Sunday, July 16, 2006

Just not feeling it lately


I had a post on Friday, but I took it down. Another reminder that blogging when your tired is quite possibly a bad idea. Although, I liked the concept of what I had posted which was a selection of pictures that I had hoped would create a storyline. Not sure if it would actually float, and then I thought it was stupid to Saturday morning I took it down. Maybe I'll try it again later, I don't know.

I'll admit that I have been in a funk lately. The past work week what with painting, the Tony Monaco concert on Thursday night, a coworker that was over and hour late on Thursday morning, ... well there ya go. Not to mention I just want to get past this damn birthday thing and have it over and done with. Bloody hell, people have them every friggin day ya know? I just don't want this one for some reason. Maybe it's the whole age thing. Maybe it's that I keep thinking back to ten years ago when my dad was diing and what a horrible day that was for me. I don't know. The past does seem to slip in to my head a lot lately though and that's rather disconcerting for me. While I should be thinking about the future, all I can see is what's gone from me.

Part of me just wants to run away, hide in the woods somewhere, forget that society exists ya know? D & H are talking about moving away sometime after they have the baby. They said it was more like a little dream at the moment but I honestly don't know what I would do if they were gone. I may not see them that often, and probably once the baby is here it's gonna be harder for them to go out, but at least they're still here. And ya know what? At this point censoring myself be damned because D is the only man that I have felt like I truly fell in love with. It took me a long time to deal with that, but I love him very deeply and it would wreck me to see them move away. While I do love H as well, and she's be an amazing friend, I think that she always knew/knows that I will forever love D with all my heart. I don't give a shit if he's straight, and now soon to be a father. It's not his body I want. (Although I wouldn't mind) It's just the fact that, for whatever reasonings, he's been the only guy for me. Doesn't mean I wouldn't like a boyfriend, but they'd have to realize what I feel for D and not be threatened by it.
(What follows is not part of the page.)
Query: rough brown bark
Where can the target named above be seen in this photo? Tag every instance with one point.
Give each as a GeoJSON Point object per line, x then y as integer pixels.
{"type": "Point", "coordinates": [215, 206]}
As as to me having that birthday thing? Well, who cares. I know that one of my friends that reads this is going to ream me possibly. I told her to cancel a party that she was going to throw for me. Why? Honestly, the more I thought about it, the more I just don't know if I'm in the mood to be around a lot of people that I used to know from my theatre days. They are nice folks, don't get me wrong. I've just been out of touch with most of them for so long that it just has started feeling wierd and making me feel really old. I just don't think that right now I could deal with that. Sweet as the sentiment is, I don't need a lot of people showing up that I used to know who I don't even know if I'll connect with anymore. Not sure if anyone else has had that sort of problem, but there you go. Hell, I'm not even sure if I'm going to be writing this week. It's like having a fucking operation and I just want it over and done with, but like anything, I have to wait.
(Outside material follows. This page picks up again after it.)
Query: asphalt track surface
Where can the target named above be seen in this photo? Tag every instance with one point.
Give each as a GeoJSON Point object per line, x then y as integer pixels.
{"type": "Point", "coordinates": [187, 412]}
There has been some good in all this blackness that seems to hang over my head lately. Ikea had my shelving units in stock. May not sound like much but it's already helped me out a lot in terms of space here in the studio. Now it's all about shuffling things around and re-organising and hopefully coming up with more space. My little brother Ryan had his birthday. Hope it was a good one. I'm pretty sure it must have been though knowing where he was and who he was with. And the nicest surprise was held in reserve for a low point just like this. My buddy Jim is back to writing. That one little thing made my night, knowing that now I can at least see how he's doing regularly. He's an amazing guy that rocks my world. I'm just glad to see my buddy back now. Made me smile.

Maybe I do just need to go and wander around in the woods for a while. Get away from all this concrete and consumerism. I've been thinking about that a lot, the going for a hike somewhere that has actually nature. Just spending a little time out there with no one around but me and trees and my Goddess and God. Hell, I may even take a sketch book with me although I draw for shit. Just something ya know? Some way to reconnect with the Universe instead of feeling so isolated from it. We'll see. Now though, it's time to woof down dinner and get ready for bed so the work can start again...

And the world just keeps on turning.

4 comments:

Verdant said...

Don't feel guilty about gently letting everyone know that you need space. I'm sure your friends will respect that. Hope things work out for you.

Anonymous said...

We all have our ups and downs, Michael. I sure know I have mine. Focus on yourself and do what you need to do, but remember your friends are here for you.

Brad said...

Cheer up, kiddo. A happy Michael is my favorite. Hope you get rid of your blahs soon, bud.

Kevin said...

Hang in there. There's a lot of blahs going around. Maybe we should call this place blahgspot instead -- it certainly has seemed to hit a lot of us.

But as always, write what and when you want. Don't feel pressured to do it.

But know there are a lot of people out here will be waiting for you whenever you feel it.